Schwerpunkte
Verfassungsrecht
Das Wirtschafts- und Steuerrecht ist in besonderem Maße durch verfassungsrechtliche Vorgaben geprägt. Die verfassungsrechtliche Fundierung bildet nicht nur den normativen Rahmen für gesetzgeberisches Handeln, sondern setzt auch inhaltliche Leitplanken für die Ausgestaltung wirtschaftlicher und steuerlicher Regelungen. Im Fokus stehen dabei Fragen der Verteilungsgerechtigkeit, der Gleichheit vor dem Gesetz, des Vertrauensschutzes sowie der grundrechtlichen Freiheitsräume.

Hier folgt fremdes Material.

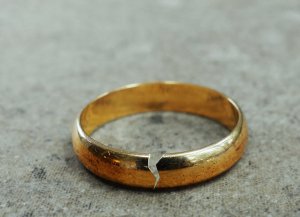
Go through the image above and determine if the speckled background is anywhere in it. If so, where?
[0,0,300,217]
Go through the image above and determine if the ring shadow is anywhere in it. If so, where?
[64,140,244,194]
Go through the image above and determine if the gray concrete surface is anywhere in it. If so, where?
[0,0,300,217]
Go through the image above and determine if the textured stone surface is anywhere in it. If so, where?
[0,0,300,216]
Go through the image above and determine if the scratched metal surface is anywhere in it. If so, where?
[0,0,300,216]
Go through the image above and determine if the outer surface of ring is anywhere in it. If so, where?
[72,82,248,188]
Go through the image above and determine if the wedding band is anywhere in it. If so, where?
[72,82,248,188]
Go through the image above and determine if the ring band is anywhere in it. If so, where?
[72,82,248,188]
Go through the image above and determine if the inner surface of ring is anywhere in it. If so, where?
[80,83,238,140]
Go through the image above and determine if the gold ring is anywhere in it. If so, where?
[72,82,248,188]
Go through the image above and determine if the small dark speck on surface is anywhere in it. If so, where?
[22,212,33,217]
[149,115,164,124]
[32,167,46,180]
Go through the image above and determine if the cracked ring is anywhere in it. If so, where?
[72,82,248,188]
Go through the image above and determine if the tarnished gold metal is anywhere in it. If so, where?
[73,82,248,188]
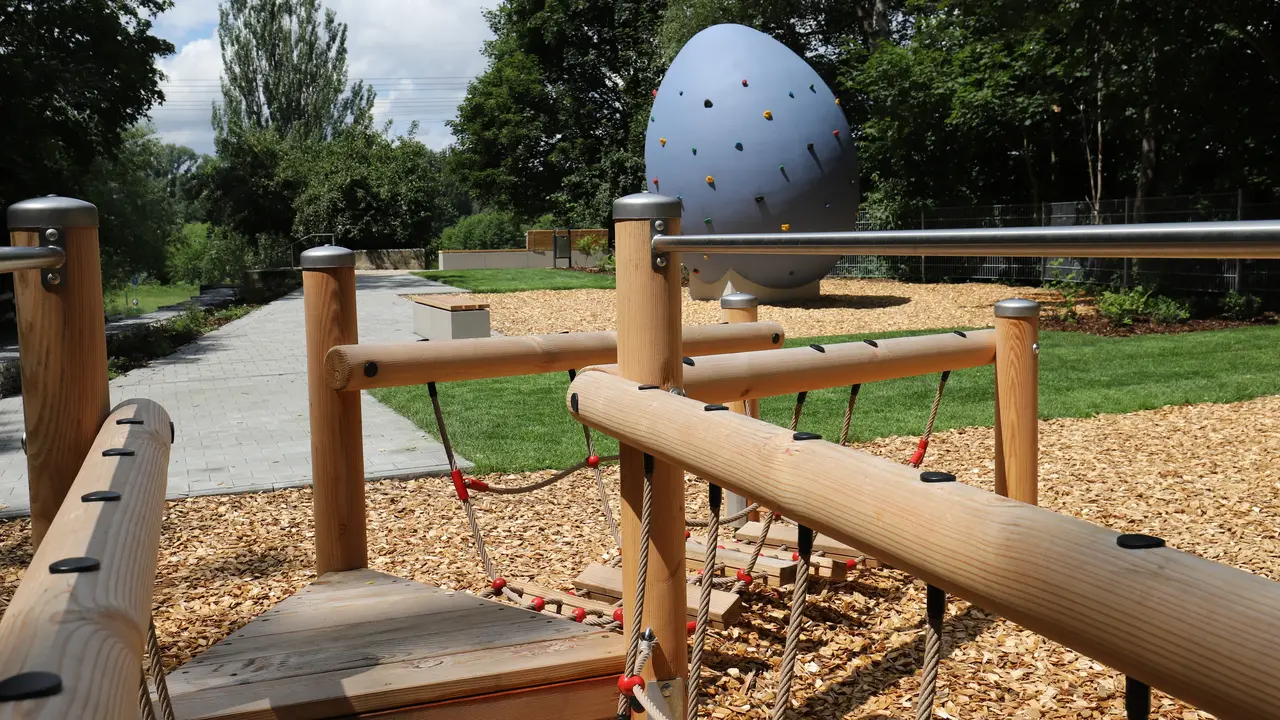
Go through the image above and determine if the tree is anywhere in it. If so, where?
[0,0,173,205]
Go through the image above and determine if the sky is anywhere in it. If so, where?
[151,0,497,154]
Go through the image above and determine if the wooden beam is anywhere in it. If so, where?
[590,331,996,402]
[570,373,1280,717]
[324,323,785,391]
[0,400,172,720]
[573,564,742,625]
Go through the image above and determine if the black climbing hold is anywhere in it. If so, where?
[0,670,63,702]
[49,557,102,575]
[81,489,120,502]
[1116,533,1165,550]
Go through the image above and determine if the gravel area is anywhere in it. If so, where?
[467,278,1059,337]
[0,396,1280,720]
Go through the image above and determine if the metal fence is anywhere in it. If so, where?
[832,192,1280,298]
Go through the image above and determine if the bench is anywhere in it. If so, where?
[410,295,489,340]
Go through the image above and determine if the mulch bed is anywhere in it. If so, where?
[0,396,1280,720]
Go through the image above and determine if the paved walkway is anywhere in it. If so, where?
[0,272,471,518]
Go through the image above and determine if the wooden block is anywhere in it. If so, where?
[685,538,797,588]
[573,565,742,629]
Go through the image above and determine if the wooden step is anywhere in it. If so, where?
[168,570,626,720]
[733,523,887,568]
[573,565,742,629]
[685,538,797,588]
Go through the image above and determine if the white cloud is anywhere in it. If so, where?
[152,0,497,152]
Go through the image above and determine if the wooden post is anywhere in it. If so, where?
[8,196,111,548]
[302,245,369,575]
[613,192,689,717]
[996,299,1039,505]
[721,283,757,528]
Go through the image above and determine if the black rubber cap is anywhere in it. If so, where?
[1116,533,1165,550]
[81,489,120,502]
[0,670,63,702]
[49,557,102,575]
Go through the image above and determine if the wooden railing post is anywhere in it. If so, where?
[996,299,1039,505]
[721,284,757,528]
[302,245,369,575]
[8,196,111,548]
[613,193,689,717]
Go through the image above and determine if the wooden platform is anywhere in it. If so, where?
[169,570,626,720]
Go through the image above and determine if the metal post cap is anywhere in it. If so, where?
[996,297,1039,318]
[613,192,681,220]
[6,195,97,231]
[302,245,356,270]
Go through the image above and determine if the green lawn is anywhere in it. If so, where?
[413,268,613,292]
[102,283,200,315]
[374,327,1280,471]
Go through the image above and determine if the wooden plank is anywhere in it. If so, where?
[685,538,797,587]
[573,564,742,629]
[408,295,489,313]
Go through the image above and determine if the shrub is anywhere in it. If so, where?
[440,211,525,250]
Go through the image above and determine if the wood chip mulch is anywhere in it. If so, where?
[467,278,1060,337]
[0,396,1280,720]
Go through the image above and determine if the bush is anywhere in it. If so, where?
[1221,290,1262,320]
[1098,286,1192,325]
[440,211,525,250]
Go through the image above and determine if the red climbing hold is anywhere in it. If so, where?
[449,470,471,502]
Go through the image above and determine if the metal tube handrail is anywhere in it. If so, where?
[653,220,1280,260]
[0,246,67,273]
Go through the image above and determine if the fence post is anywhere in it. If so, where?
[996,299,1039,505]
[613,192,689,719]
[8,196,111,548]
[301,245,369,575]
[708,284,757,525]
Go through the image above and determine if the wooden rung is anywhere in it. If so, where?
[733,523,887,568]
[573,565,742,630]
[685,538,796,588]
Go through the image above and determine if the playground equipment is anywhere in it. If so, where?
[0,189,1280,720]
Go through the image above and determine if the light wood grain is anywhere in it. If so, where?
[613,210,686,702]
[570,373,1280,717]
[995,311,1039,505]
[0,400,170,720]
[325,323,783,391]
[9,228,111,547]
[169,569,625,720]
[573,564,742,627]
[591,325,996,402]
[302,268,369,575]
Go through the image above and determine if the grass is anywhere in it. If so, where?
[102,283,200,315]
[413,268,613,292]
[374,327,1280,473]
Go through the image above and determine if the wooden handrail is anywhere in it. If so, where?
[0,400,173,720]
[324,323,785,391]
[589,331,996,402]
[568,372,1280,717]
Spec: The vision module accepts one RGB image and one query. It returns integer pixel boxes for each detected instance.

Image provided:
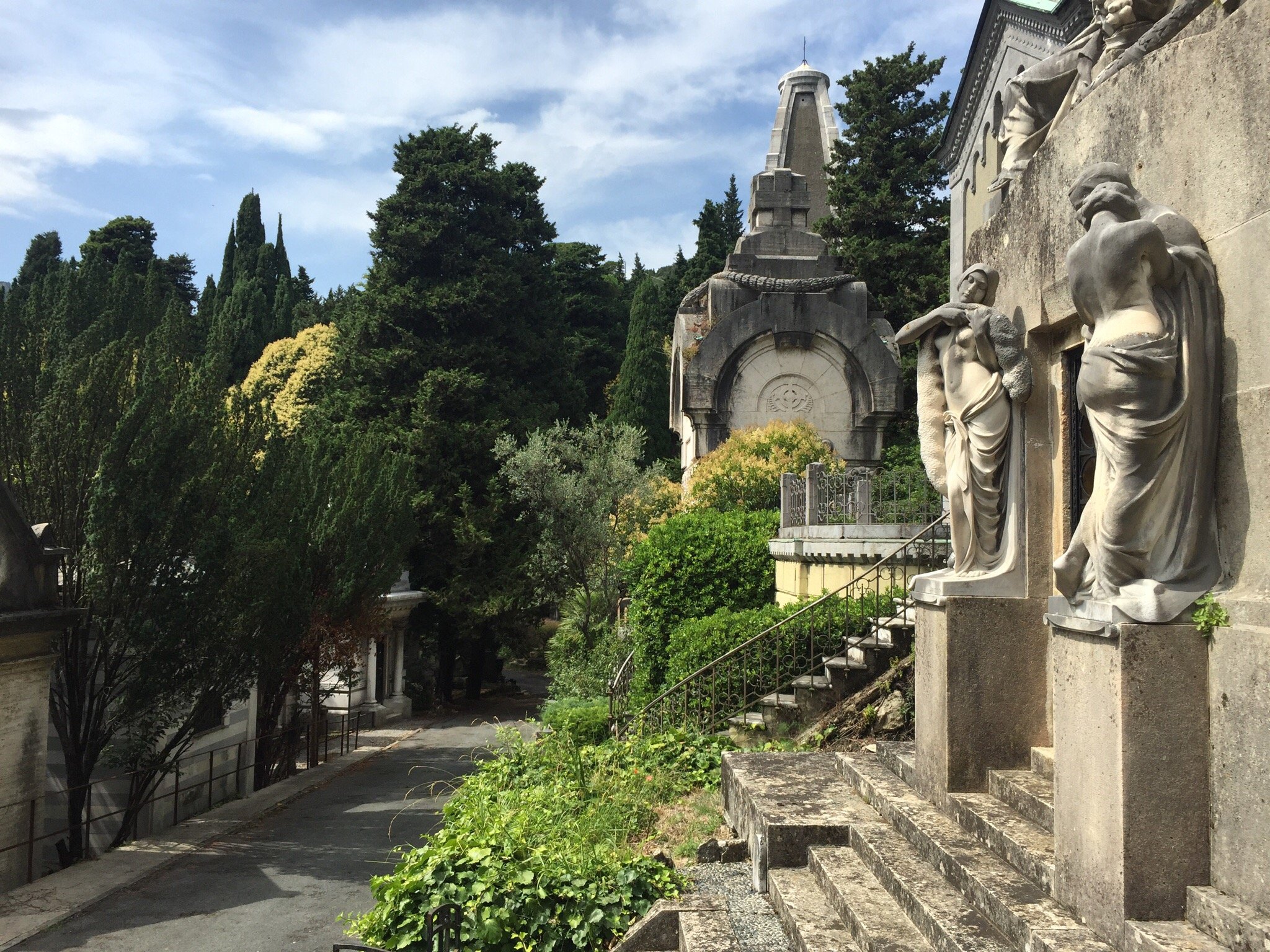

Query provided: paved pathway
[16,672,542,952]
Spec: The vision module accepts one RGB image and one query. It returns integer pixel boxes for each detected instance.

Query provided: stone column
[1047,598,1209,946]
[363,637,378,705]
[915,593,1049,806]
[393,625,405,699]
[0,608,80,892]
[805,464,824,526]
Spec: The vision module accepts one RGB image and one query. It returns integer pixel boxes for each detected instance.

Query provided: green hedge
[350,729,730,952]
[541,697,608,744]
[625,509,779,698]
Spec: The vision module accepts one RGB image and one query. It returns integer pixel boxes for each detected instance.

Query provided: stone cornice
[936,0,1091,170]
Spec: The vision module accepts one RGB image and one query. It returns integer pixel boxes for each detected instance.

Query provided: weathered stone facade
[670,69,903,475]
[938,0,1090,289]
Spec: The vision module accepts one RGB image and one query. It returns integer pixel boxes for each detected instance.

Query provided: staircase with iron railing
[610,514,949,736]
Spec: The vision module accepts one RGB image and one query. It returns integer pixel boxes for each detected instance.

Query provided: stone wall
[0,654,53,892]
[967,0,1270,910]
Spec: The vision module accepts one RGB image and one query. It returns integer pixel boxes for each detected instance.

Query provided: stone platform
[722,744,1270,952]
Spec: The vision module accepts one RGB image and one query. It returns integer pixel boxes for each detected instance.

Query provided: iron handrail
[608,651,635,733]
[616,513,948,730]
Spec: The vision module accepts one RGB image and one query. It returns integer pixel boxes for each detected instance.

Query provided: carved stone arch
[683,293,903,462]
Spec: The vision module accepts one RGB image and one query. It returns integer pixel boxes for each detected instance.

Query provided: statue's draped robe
[998,22,1153,182]
[1055,246,1222,622]
[944,373,1011,573]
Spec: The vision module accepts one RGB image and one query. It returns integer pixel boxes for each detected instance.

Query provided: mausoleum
[670,63,903,478]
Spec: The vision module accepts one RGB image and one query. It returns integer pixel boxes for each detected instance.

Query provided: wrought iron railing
[615,513,949,735]
[330,904,464,952]
[781,464,944,529]
[608,651,635,734]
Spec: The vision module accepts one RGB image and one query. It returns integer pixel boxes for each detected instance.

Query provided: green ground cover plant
[350,729,730,952]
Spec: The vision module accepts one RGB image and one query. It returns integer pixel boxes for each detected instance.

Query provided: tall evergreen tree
[551,241,630,421]
[210,192,306,381]
[820,45,949,459]
[820,43,949,326]
[608,278,678,462]
[330,126,580,697]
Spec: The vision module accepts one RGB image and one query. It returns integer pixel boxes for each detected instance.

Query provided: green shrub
[625,509,779,697]
[350,730,729,952]
[546,622,631,698]
[542,697,608,744]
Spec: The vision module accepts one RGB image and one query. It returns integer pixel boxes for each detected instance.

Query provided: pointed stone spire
[766,60,838,224]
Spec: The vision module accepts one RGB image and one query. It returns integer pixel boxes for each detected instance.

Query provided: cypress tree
[820,43,949,326]
[608,278,678,462]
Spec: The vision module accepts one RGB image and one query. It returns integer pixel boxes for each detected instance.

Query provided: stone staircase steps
[877,740,917,787]
[1031,747,1054,783]
[767,870,856,952]
[1186,886,1270,952]
[949,793,1054,895]
[1124,919,1229,952]
[838,754,1110,952]
[988,770,1054,832]
[851,822,1013,952]
[808,847,931,952]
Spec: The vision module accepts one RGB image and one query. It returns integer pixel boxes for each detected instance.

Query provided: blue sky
[0,0,982,289]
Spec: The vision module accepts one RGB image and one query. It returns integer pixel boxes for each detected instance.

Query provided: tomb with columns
[670,63,903,478]
[635,0,1270,952]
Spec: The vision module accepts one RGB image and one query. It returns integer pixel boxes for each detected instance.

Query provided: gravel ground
[683,862,794,952]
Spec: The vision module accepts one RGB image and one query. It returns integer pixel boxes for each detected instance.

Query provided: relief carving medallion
[767,379,815,414]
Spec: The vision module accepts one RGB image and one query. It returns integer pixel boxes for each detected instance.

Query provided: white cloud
[205,105,363,152]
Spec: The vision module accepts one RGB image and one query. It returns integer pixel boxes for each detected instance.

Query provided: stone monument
[895,264,1032,596]
[669,64,903,480]
[1046,162,1222,938]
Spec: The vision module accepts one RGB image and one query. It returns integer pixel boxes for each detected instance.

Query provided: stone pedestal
[916,597,1049,806]
[1047,599,1209,945]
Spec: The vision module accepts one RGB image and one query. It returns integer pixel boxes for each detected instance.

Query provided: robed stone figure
[895,264,1032,575]
[992,0,1172,189]
[1054,162,1222,622]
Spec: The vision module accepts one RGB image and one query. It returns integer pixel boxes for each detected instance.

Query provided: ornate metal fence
[781,464,944,529]
[615,513,949,735]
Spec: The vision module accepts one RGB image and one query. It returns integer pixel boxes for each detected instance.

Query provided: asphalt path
[16,672,544,952]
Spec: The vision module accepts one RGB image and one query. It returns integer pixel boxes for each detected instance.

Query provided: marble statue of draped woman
[1054,164,1222,622]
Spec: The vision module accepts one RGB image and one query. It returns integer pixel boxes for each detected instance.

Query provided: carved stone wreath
[767,381,815,414]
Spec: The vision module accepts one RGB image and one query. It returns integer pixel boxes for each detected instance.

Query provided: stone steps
[877,740,917,787]
[1124,919,1229,952]
[767,870,856,952]
[988,770,1054,832]
[1031,747,1054,783]
[840,754,1110,952]
[1186,886,1270,952]
[808,847,932,952]
[851,822,1013,952]
[949,793,1054,895]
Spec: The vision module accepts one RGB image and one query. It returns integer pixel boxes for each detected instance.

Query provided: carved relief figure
[1054,162,1222,622]
[895,264,1032,575]
[992,0,1172,189]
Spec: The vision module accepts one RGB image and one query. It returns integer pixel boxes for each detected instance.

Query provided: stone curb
[0,725,429,952]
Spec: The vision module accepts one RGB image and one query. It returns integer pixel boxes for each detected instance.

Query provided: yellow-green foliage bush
[241,324,339,434]
[688,420,842,511]
[352,729,730,952]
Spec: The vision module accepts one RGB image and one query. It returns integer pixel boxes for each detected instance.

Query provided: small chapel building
[669,62,903,480]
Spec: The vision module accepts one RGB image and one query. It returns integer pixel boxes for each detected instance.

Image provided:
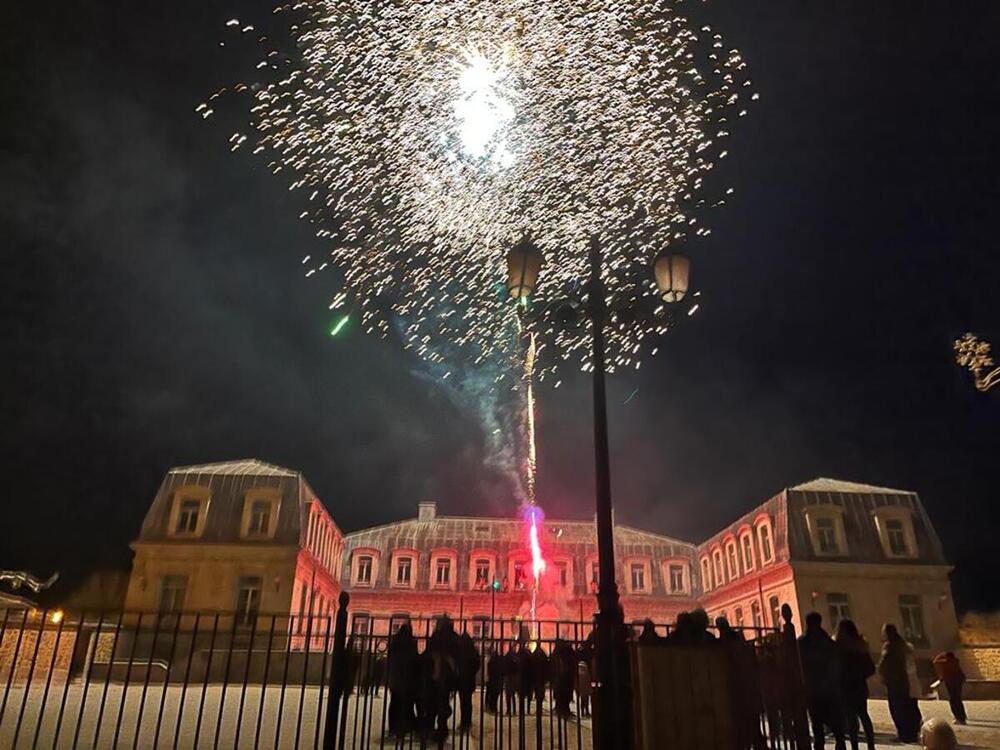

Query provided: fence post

Im Steuerrecht kommt der verfassungsrechtlichen Kontrolle eine zentrale Bedeutung zu. Die Prinzipien der Besteuerung nach der Leistungsfähigkeit, der allgemeinen Gleichheit (Art. 3 GG) und des rechtstaatlich gebotenen Vertrauensschutzes begrenzen die steuerpolitische Gestaltungsfreiheit des Gesetzgebers. Besondere Herausforderungen ergeben sich bei der Einführung neuer Steuerarten, bei der Umgestaltung von Bemessungsgrundlagen oder bei der Abwälzung steuerlicher Lasten auf bestimmte Gruppen. Auch die zunehmende Digitalisierung der Steuererhebung sowie automatisierte Risikoprüfungen werfen verfassungsrechtliche Fragen in Bezug auf Datenschutz, informationelle Selbstbestimmung und rechtsstaatliche Verfahren auf.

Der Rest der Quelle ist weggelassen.